# Bachmann boxcars



## eheading (Jan 5, 2008)

I just purchased two Bachmann boxcars. There are some interesting things involved with the cars I received. One is a Great Northern boxcar. It has the normal metal wheels, but very little graphics on the body. Has the railroad name and number, but no gross weights, etc. The second boxcar is a Durango & Silverton. It has all of the graphics on it, but it came with plastic wheels!!!! I never had a Bachmann car come with plastic wheels before. I am happy with the cars, and I'm not complaining, but I was just surprised to discover new Bachmann cars like this.

Ed


----------



## c nelson (Dec 18, 2008)

Ed, 
you don't mention if they are Big Hauler or Spectrum stock...I'd venture to say BH?

and I'd also go as far to guess the one with plastic wheels was NOS?


cale


----------



## Pete Thornton (Jan 2, 2008)

surprised to discover new Bachmann cars like this


Maybe it was 'new' in that you were the first owner other than the dealer, but it must be 10+ years since Bachmann sold cars with plastic wheels.


----------



## eheading (Jan 5, 2008)

First of all, Cale & Pete, you are right they are Big Hauler, definitely not spectrum cars. That is interesting, Pete, that Bachmann did at one time make their rolling stock with plastic wheels. I am positive this was manufactured some time ago as it was a Durango and Silverton. I haven't seen that in the past five years at least. I just didn't realize that Bachmann ever had made cars with plastic wheels. I was just happy to get it since I hadn't seen it anywhere else. This supplier has a lot of "outdated" products, which I love to purchase.

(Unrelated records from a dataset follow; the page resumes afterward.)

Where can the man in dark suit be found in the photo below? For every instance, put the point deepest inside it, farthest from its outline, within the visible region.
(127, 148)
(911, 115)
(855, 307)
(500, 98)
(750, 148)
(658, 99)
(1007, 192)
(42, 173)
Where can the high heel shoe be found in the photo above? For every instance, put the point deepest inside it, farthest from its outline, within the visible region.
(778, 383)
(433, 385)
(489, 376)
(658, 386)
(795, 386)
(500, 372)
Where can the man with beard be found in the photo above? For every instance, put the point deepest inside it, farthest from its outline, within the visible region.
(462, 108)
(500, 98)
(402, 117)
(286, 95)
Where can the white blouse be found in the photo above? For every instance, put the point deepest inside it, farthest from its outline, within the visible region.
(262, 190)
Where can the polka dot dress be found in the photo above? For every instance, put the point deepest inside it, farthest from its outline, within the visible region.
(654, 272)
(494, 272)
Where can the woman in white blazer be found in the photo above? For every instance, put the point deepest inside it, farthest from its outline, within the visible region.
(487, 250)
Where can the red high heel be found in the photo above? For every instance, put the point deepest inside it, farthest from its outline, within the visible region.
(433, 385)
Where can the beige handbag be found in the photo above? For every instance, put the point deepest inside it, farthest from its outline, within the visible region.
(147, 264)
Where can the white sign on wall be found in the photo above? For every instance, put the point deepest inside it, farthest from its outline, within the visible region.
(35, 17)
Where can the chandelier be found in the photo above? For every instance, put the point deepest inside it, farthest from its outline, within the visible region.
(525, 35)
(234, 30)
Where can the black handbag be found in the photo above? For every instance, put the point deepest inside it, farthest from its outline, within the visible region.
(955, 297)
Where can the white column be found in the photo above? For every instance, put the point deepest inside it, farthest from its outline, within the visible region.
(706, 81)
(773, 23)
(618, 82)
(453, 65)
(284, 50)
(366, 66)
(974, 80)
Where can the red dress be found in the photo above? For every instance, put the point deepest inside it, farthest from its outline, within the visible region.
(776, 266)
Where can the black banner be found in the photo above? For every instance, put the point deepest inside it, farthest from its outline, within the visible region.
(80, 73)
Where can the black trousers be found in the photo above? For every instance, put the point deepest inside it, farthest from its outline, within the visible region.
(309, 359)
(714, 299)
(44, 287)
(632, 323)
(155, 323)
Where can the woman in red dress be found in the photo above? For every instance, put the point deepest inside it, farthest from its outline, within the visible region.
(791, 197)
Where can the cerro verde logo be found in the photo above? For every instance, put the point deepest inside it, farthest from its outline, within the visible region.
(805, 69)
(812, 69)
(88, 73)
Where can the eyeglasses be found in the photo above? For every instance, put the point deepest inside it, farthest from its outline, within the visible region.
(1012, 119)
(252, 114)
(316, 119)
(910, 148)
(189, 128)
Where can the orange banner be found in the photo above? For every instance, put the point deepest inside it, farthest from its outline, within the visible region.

Anyway, thanks for the heads up that Bachmann did in fact make cars with plastic wheels in the past.

Ed


----------



## Dean Whipple (Jan 2, 2008)

It's not just bachmann but at one time many if not most cars came with plastic wheels.......


----------



## Nohandles (Jan 2, 2009)

When I got Into G in 1996 every car I got had plastic wheels. Anyone interested in 250 plus sets of plastic wheels LOL!


----------



## Dean Whipple (Jan 2, 2008)

Doug, yep your correct, I given some away, I still have, probably 100 or so, it's hard to throw them away isn't it.....I might need them some day maybe 10 or 20 but not 100.....same with hook and loop couplers, and I can't even think of a use for them


----------